Il terzo intervento, quello del prof. Orlandini, è stato centrato su una disamina molto precisa della situazione giuridica dei lavoratori precari dell’università, impastoiati nel dedalo di distinzioni e formule che nascondono il dato essenziale: non ci sarà più sicurezza economica per chi ha, malauguratamente, deciso di dedicare allo studio una fetta grossa della propria vita. Per poter seguire con attenzione il percorso informatissimo che Orlandini ha disegnato potrà essere utile leggere il suo intervento. Il Gruppo “Intrecci” ha infatti registrato l’intero incontro e procederà in breve alla sbobinatura del materiale conservato ed alla pubblicazione dello stesso sul sito della rivista “L’Ospite Ingrato” (per informazioni: intrecci2005@yahoo.it).

Il dibattito seguente è stato molto acceso.

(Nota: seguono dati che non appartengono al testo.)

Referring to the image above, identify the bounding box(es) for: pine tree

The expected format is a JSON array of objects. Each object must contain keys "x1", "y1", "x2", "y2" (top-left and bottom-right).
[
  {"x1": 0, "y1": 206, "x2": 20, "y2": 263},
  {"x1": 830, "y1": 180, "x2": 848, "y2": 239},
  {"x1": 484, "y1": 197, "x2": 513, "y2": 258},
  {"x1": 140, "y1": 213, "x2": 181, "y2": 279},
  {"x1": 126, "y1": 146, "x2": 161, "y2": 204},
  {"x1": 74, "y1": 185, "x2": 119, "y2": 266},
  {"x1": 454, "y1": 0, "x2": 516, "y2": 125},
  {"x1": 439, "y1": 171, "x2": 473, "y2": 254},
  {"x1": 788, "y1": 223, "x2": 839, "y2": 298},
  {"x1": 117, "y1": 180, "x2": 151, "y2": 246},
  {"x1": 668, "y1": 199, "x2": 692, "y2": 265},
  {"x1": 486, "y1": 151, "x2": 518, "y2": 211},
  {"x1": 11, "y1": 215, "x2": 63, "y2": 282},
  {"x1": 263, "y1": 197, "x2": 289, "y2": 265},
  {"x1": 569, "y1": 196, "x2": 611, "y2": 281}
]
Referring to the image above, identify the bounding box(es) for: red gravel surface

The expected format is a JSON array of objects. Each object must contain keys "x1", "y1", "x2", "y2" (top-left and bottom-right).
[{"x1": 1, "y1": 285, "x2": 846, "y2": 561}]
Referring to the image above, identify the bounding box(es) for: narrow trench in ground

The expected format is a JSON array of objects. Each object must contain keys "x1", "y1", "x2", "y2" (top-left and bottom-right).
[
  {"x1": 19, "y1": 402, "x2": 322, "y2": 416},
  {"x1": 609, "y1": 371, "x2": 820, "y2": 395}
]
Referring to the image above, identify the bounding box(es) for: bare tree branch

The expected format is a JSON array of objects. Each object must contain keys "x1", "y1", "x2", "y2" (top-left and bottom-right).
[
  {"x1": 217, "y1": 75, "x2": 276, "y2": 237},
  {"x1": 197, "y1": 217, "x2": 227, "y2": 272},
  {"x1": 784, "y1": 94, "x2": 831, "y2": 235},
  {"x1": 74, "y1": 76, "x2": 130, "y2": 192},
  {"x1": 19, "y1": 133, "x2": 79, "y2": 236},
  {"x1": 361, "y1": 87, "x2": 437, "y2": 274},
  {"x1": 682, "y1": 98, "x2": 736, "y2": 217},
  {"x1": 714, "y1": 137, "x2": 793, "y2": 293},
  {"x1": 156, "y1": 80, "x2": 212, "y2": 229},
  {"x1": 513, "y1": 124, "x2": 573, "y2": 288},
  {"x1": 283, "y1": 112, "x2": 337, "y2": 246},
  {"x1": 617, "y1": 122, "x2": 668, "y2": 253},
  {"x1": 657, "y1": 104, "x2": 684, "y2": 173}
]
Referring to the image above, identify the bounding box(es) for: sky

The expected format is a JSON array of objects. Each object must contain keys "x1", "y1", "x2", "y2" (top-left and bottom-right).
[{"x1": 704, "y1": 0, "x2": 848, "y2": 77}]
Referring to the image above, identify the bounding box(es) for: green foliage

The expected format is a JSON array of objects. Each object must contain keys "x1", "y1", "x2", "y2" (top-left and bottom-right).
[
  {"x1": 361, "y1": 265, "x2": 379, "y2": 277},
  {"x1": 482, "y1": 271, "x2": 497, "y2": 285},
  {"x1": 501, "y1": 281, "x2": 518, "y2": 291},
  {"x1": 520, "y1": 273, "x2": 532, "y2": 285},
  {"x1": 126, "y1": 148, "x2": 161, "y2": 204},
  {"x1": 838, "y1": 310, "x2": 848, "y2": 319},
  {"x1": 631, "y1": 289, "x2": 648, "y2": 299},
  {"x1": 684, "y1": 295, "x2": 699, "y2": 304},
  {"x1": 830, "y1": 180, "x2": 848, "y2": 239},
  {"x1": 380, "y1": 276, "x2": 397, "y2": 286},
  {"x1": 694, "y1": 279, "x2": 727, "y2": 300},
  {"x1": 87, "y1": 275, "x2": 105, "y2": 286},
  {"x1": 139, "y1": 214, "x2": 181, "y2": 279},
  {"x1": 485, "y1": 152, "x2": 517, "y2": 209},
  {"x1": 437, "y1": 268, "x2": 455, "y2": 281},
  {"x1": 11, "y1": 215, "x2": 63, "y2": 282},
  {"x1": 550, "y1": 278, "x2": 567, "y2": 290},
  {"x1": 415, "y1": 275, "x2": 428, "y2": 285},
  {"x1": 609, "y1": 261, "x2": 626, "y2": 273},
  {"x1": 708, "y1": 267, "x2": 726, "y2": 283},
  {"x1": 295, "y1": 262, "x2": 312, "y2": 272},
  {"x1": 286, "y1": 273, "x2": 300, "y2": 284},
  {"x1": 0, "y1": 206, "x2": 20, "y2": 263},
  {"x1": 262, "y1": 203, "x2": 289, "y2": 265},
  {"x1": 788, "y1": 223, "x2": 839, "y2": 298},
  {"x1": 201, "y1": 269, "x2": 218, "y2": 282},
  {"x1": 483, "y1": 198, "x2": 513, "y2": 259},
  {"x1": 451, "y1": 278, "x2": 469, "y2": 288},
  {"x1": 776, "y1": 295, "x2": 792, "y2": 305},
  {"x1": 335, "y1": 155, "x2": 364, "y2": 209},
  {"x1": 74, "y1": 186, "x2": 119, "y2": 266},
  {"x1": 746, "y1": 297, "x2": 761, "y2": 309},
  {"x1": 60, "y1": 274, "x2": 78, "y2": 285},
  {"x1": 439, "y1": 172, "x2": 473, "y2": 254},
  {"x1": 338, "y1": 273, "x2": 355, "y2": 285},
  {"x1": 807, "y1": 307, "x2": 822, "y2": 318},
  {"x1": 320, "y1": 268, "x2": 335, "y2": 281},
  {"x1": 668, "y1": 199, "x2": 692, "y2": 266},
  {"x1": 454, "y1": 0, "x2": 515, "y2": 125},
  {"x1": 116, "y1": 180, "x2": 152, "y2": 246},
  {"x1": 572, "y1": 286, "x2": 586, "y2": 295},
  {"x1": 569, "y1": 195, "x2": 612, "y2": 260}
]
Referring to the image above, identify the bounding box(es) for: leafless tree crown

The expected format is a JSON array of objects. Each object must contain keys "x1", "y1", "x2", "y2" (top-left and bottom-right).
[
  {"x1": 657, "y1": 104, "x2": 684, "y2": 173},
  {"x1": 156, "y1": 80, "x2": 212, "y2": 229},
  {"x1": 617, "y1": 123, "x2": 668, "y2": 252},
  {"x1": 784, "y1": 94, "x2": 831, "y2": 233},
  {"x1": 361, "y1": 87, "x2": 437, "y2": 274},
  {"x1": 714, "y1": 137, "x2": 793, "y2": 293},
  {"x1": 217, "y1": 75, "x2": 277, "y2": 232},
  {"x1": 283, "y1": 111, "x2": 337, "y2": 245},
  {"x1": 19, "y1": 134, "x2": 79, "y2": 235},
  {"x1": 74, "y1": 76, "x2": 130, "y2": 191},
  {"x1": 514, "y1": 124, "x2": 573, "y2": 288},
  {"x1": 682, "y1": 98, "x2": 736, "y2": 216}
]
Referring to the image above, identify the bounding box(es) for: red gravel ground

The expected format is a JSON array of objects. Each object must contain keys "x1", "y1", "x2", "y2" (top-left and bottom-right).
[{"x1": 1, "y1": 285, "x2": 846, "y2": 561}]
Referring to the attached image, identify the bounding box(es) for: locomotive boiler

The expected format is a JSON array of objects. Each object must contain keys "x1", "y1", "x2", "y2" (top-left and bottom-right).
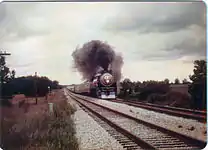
[
  {"x1": 70, "y1": 70, "x2": 117, "y2": 100},
  {"x1": 90, "y1": 70, "x2": 117, "y2": 99}
]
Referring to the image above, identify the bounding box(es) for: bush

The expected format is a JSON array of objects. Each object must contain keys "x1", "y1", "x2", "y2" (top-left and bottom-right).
[
  {"x1": 0, "y1": 100, "x2": 78, "y2": 150},
  {"x1": 117, "y1": 90, "x2": 125, "y2": 98},
  {"x1": 147, "y1": 93, "x2": 166, "y2": 103},
  {"x1": 146, "y1": 91, "x2": 192, "y2": 108},
  {"x1": 128, "y1": 92, "x2": 141, "y2": 100},
  {"x1": 138, "y1": 83, "x2": 170, "y2": 100}
]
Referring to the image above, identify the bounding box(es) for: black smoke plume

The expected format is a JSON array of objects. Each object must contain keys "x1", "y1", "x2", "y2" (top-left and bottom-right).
[{"x1": 72, "y1": 40, "x2": 123, "y2": 82}]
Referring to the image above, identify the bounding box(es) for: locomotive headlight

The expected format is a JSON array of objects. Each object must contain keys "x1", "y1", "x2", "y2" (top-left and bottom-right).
[
  {"x1": 100, "y1": 73, "x2": 114, "y2": 86},
  {"x1": 104, "y1": 77, "x2": 110, "y2": 83},
  {"x1": 106, "y1": 79, "x2": 110, "y2": 83}
]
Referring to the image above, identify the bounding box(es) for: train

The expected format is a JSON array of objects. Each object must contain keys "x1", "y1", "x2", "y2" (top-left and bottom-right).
[{"x1": 68, "y1": 70, "x2": 118, "y2": 99}]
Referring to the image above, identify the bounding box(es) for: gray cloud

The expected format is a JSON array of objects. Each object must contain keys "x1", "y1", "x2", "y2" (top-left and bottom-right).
[
  {"x1": 144, "y1": 32, "x2": 205, "y2": 61},
  {"x1": 103, "y1": 2, "x2": 206, "y2": 61},
  {"x1": 0, "y1": 2, "x2": 205, "y2": 83},
  {"x1": 104, "y1": 2, "x2": 205, "y2": 33},
  {"x1": 0, "y1": 3, "x2": 50, "y2": 41},
  {"x1": 168, "y1": 37, "x2": 205, "y2": 56}
]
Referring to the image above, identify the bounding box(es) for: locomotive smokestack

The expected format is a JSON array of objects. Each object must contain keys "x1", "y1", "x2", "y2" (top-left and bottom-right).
[{"x1": 71, "y1": 40, "x2": 123, "y2": 82}]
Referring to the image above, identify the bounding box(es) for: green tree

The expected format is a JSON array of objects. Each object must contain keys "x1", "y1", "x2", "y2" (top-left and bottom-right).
[
  {"x1": 188, "y1": 60, "x2": 206, "y2": 110},
  {"x1": 164, "y1": 78, "x2": 170, "y2": 84},
  {"x1": 0, "y1": 56, "x2": 15, "y2": 98},
  {"x1": 174, "y1": 78, "x2": 180, "y2": 84},
  {"x1": 182, "y1": 78, "x2": 188, "y2": 84},
  {"x1": 10, "y1": 76, "x2": 61, "y2": 97},
  {"x1": 120, "y1": 78, "x2": 132, "y2": 96},
  {"x1": 52, "y1": 80, "x2": 59, "y2": 89},
  {"x1": 10, "y1": 70, "x2": 15, "y2": 80},
  {"x1": 134, "y1": 81, "x2": 141, "y2": 92},
  {"x1": 0, "y1": 56, "x2": 15, "y2": 83}
]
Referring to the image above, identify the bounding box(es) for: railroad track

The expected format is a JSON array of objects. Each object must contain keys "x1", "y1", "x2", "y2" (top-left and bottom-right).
[
  {"x1": 110, "y1": 99, "x2": 206, "y2": 122},
  {"x1": 67, "y1": 91, "x2": 206, "y2": 150},
  {"x1": 79, "y1": 103, "x2": 144, "y2": 150}
]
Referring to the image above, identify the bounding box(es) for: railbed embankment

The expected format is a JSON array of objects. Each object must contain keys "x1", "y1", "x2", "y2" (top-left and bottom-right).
[{"x1": 64, "y1": 89, "x2": 125, "y2": 150}]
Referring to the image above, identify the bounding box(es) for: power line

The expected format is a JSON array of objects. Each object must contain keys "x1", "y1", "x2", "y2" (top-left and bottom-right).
[{"x1": 0, "y1": 50, "x2": 11, "y2": 56}]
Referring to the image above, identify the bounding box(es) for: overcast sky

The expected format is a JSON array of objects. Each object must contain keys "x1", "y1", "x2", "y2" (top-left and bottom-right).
[{"x1": 0, "y1": 2, "x2": 206, "y2": 84}]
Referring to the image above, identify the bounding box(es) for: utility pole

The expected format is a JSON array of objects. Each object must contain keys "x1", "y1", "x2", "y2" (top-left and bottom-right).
[
  {"x1": 0, "y1": 50, "x2": 11, "y2": 100},
  {"x1": 34, "y1": 72, "x2": 38, "y2": 104}
]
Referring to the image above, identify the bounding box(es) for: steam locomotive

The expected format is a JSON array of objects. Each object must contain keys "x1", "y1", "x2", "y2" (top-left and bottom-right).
[{"x1": 69, "y1": 70, "x2": 117, "y2": 99}]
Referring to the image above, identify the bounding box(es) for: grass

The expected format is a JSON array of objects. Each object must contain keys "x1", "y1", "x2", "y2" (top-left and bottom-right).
[{"x1": 0, "y1": 90, "x2": 79, "y2": 150}]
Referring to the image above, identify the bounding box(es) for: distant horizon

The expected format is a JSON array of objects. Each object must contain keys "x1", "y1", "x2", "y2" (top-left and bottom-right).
[
  {"x1": 1, "y1": 2, "x2": 206, "y2": 85},
  {"x1": 13, "y1": 69, "x2": 195, "y2": 85}
]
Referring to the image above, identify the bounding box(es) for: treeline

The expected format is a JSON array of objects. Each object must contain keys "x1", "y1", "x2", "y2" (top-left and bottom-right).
[
  {"x1": 119, "y1": 80, "x2": 170, "y2": 99},
  {"x1": 2, "y1": 76, "x2": 62, "y2": 98},
  {"x1": 0, "y1": 55, "x2": 62, "y2": 101},
  {"x1": 119, "y1": 60, "x2": 206, "y2": 110}
]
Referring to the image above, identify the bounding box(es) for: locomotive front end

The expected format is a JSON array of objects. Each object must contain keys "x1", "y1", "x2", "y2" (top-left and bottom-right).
[{"x1": 99, "y1": 72, "x2": 117, "y2": 99}]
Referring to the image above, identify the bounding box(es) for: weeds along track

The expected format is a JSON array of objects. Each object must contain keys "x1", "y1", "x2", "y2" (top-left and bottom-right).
[
  {"x1": 67, "y1": 91, "x2": 206, "y2": 150},
  {"x1": 111, "y1": 99, "x2": 206, "y2": 122}
]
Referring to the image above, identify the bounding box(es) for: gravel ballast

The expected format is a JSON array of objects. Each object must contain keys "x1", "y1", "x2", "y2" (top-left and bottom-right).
[
  {"x1": 78, "y1": 95, "x2": 206, "y2": 142},
  {"x1": 64, "y1": 89, "x2": 125, "y2": 150}
]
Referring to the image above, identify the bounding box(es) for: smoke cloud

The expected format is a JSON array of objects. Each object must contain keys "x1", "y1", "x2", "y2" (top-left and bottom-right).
[{"x1": 72, "y1": 40, "x2": 123, "y2": 82}]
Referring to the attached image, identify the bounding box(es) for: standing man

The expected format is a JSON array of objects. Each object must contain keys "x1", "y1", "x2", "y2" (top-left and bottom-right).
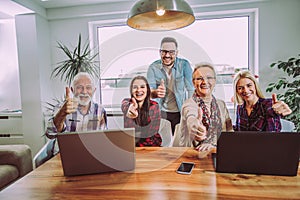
[
  {"x1": 147, "y1": 37, "x2": 194, "y2": 134},
  {"x1": 46, "y1": 72, "x2": 107, "y2": 137}
]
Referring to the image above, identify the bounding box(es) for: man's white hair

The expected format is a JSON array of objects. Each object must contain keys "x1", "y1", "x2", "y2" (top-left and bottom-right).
[{"x1": 72, "y1": 72, "x2": 95, "y2": 88}]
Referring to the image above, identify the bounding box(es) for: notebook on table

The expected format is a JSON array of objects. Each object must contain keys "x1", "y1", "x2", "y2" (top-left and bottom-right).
[
  {"x1": 57, "y1": 128, "x2": 135, "y2": 176},
  {"x1": 215, "y1": 131, "x2": 300, "y2": 176}
]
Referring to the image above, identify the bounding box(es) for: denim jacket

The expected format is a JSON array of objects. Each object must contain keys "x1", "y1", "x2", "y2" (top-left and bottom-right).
[{"x1": 147, "y1": 57, "x2": 194, "y2": 112}]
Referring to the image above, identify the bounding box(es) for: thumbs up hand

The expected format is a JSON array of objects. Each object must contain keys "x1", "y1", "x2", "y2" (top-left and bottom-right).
[
  {"x1": 272, "y1": 93, "x2": 292, "y2": 116},
  {"x1": 127, "y1": 98, "x2": 139, "y2": 119},
  {"x1": 187, "y1": 107, "x2": 207, "y2": 144},
  {"x1": 156, "y1": 79, "x2": 166, "y2": 98},
  {"x1": 192, "y1": 108, "x2": 215, "y2": 153},
  {"x1": 53, "y1": 87, "x2": 78, "y2": 132},
  {"x1": 62, "y1": 87, "x2": 78, "y2": 115}
]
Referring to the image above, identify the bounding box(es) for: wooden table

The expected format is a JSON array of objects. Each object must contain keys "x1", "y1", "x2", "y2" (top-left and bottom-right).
[{"x1": 0, "y1": 147, "x2": 299, "y2": 199}]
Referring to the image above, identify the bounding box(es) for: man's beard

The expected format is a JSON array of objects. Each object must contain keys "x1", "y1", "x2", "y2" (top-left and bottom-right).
[
  {"x1": 162, "y1": 57, "x2": 174, "y2": 67},
  {"x1": 76, "y1": 94, "x2": 91, "y2": 106}
]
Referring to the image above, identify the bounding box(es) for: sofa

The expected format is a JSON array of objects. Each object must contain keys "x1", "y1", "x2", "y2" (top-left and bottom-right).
[{"x1": 0, "y1": 144, "x2": 33, "y2": 191}]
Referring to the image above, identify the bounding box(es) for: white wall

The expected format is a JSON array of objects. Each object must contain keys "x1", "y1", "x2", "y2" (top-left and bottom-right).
[{"x1": 258, "y1": 0, "x2": 300, "y2": 91}]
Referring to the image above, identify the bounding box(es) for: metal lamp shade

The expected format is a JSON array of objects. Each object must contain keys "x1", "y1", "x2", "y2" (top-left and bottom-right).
[{"x1": 127, "y1": 0, "x2": 195, "y2": 31}]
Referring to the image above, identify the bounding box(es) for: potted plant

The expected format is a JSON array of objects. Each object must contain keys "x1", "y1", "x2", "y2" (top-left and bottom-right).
[
  {"x1": 45, "y1": 34, "x2": 100, "y2": 118},
  {"x1": 266, "y1": 54, "x2": 300, "y2": 132},
  {"x1": 51, "y1": 34, "x2": 100, "y2": 85}
]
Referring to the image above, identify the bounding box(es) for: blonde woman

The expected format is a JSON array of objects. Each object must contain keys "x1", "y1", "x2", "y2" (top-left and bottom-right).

Si è discusso, tra l’altro, sull’eredità che il ‘68 può o non può trasmettere ai movimenti studenteschi di oggi; sulla necessità di iniziare un nuovo ciclo di lotte per contrastare la precarizzazione delle nostre vite, ben sapendo che una vera e giusta lotta può iniziare solo nel momento in cui si ha la capacità di riconoscere con chiarezza il vero nemico con cui si combatte; e sul fatto che oggi le contraddizioni sociali stanno venendo a galla con sempre maggiore virulenza e che il sapere si trova a doversi difendere dagli attacchi non del lavoro, ma del capitale (cosa ben diversa), cioè del tipo di rapporti di produzione che organizzano, in questa fase storica, il lavoro.

 Alla fine Roggero ha concluso con lucidità ed efficacia l’incontro dicendo che bisogna prima di tutto liberarsi dall’onnipervasivo senso di sconfitta che ha vessato le ultime generazioni. E che è possibile lavorare ora e qui per una nuova università. È possibile ad esempio cominciare a dar vita a seminari autogestiti in cui si sperimenti una prassi alternativa di costruzione e trasmissione dei saperi; è possibile cioè far deflagrare la contraddizione fra l’eccedente ricchezza dei saperi e gli angusti criteri quantitativi in cui oggi i nuovi mandarini del Profitto cercano di ingabbiarla. In una parola è possibile, anzi necessario ed urgente, ricostruire un nuovo spazio pubblico all’interno dell’università. Il guanto è gettato, la sfida lanciata. Chi sentirà la responsabilità e il dovere di raccoglierla?